While the general rule-of-thumb is O.K. to answer #3, it might be helpful to think a little deeper about the meaning of specificity and sensitivity.
Sensitivity is the ability of a test to classify patients as having the disease when they actually have the disease. In other words: the number of correctly positive test results over the number of truly sick patients who were tested: TP / (TP+FN). If you're one for probability, it's simply the probability of a positive test result given the patient is ill; P(+|Sick). If this value is close to 1 (100%), the test is very likely to classify a truly sick person as sick (positive test). So, we know beforehand, if you are sick, it's very likely the test will say you are sick. Once we administer the test, and if it doesn't say you're sick (yields a negative result), it's more probable that you don't have the disease (rule it out). Layman's terms: If I'm very good at calling a dog a dog, and I can't call this animal a dog, it's probably not a dog (rule out dog). Another way to look at this is from the false negative perspective; saying a patient is healthy, when the patient is actually sick. If the sensitivity is high, this means the false negative rate (probability) is low (1-sensitivity= false negative rate). If it's very unlikely to be called healthy when you're actually sick, and if that test shows you a healthy result, you can feel more comfortable that you don't have the disease (rule out).
Specificity is the ability of a test to classify patients as healthy (negative result) when they are actually healthy (no disease). Following the same process as before: the number of correctly negative test results over the number of truly healthy patients: TN / (TN+FP).

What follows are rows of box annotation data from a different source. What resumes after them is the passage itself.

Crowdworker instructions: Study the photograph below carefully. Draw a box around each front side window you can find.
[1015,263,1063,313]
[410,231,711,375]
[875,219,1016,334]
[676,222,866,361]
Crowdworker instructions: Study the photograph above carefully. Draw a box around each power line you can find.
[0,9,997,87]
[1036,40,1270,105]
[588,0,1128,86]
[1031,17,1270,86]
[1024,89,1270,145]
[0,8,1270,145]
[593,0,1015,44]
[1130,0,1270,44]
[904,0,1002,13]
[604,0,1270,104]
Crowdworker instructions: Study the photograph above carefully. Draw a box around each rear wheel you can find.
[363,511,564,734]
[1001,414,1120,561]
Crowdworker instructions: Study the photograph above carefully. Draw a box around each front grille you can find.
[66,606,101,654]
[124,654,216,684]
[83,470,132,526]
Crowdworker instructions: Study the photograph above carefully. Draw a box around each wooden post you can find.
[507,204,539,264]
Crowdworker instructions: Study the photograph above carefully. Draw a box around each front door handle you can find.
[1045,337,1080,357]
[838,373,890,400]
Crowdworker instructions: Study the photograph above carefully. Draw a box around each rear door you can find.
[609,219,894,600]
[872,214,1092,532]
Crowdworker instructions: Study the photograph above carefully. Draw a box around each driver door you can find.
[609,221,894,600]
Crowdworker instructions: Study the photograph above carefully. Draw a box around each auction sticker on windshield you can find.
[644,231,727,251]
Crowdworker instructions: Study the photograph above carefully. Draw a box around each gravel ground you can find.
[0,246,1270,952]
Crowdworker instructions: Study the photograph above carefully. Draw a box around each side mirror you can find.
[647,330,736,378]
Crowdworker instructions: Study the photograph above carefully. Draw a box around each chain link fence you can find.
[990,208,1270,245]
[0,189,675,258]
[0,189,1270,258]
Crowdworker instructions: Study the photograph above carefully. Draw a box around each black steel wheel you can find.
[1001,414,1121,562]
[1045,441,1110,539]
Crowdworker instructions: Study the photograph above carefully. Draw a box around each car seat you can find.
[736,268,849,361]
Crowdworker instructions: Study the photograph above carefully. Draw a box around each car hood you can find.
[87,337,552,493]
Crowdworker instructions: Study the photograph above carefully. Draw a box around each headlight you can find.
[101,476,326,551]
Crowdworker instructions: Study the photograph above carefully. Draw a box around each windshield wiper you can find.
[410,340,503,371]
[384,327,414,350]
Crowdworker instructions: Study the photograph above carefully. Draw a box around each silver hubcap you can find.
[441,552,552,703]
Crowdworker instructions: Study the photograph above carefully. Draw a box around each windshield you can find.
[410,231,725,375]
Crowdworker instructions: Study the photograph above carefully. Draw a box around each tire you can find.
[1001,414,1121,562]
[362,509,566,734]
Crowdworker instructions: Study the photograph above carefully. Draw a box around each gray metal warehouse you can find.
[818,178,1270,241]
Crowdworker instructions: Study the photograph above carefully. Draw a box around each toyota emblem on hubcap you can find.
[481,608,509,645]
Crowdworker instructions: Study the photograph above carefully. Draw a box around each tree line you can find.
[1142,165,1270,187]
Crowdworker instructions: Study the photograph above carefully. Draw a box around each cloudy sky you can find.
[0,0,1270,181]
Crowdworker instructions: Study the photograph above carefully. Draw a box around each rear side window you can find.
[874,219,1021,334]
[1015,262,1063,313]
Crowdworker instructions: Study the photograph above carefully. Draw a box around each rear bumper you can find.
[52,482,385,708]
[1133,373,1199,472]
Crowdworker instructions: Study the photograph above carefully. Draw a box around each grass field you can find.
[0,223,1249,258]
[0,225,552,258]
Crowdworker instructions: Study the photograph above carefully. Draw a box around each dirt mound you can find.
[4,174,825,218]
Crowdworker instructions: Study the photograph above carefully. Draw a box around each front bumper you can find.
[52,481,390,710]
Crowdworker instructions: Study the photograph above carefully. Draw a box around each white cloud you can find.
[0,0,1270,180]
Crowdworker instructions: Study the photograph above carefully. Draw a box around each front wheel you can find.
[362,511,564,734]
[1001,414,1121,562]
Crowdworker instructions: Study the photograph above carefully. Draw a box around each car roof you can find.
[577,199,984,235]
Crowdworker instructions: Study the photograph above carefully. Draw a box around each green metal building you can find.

In probability notation: it's the probability of a negative test result, given the patient is healthy; P(-|Healthy). If this value is close to 1 (100%), the test is very likely to classify a truly healthy person as healthy (show a negative test result). We have a test that is very good at calling truly healthy people healthy, and if it doesn't say you're healthy (it yields a positive result, indicating disease), it's more probable that you do have the disease (rule it in). Layman's terms: If I'm very good at saying what isn't a zebra, and I can't say this animal isn't a zebra, then it's more likely that this animal is a zebra (rule in zebra). And, to be complete, we can look at this from the false positive perspective: calling a healthy patient sick (getting a positive result). A high specificity implies a low false positive rate (probability) (1-specificity= false positive rate). If your probability of being called sick when you are truly healthy is low, and you receive a sick test result (positive), then it's more likely you're sick (rule in).
Realistically, though, you want a test to be highly specific and highly sensitive. Putting too much stock in a test with only high sensitivity or only high specificity isn't likely to lead to optimal decisions.
I hope this helps build a little more intuition behind these terms.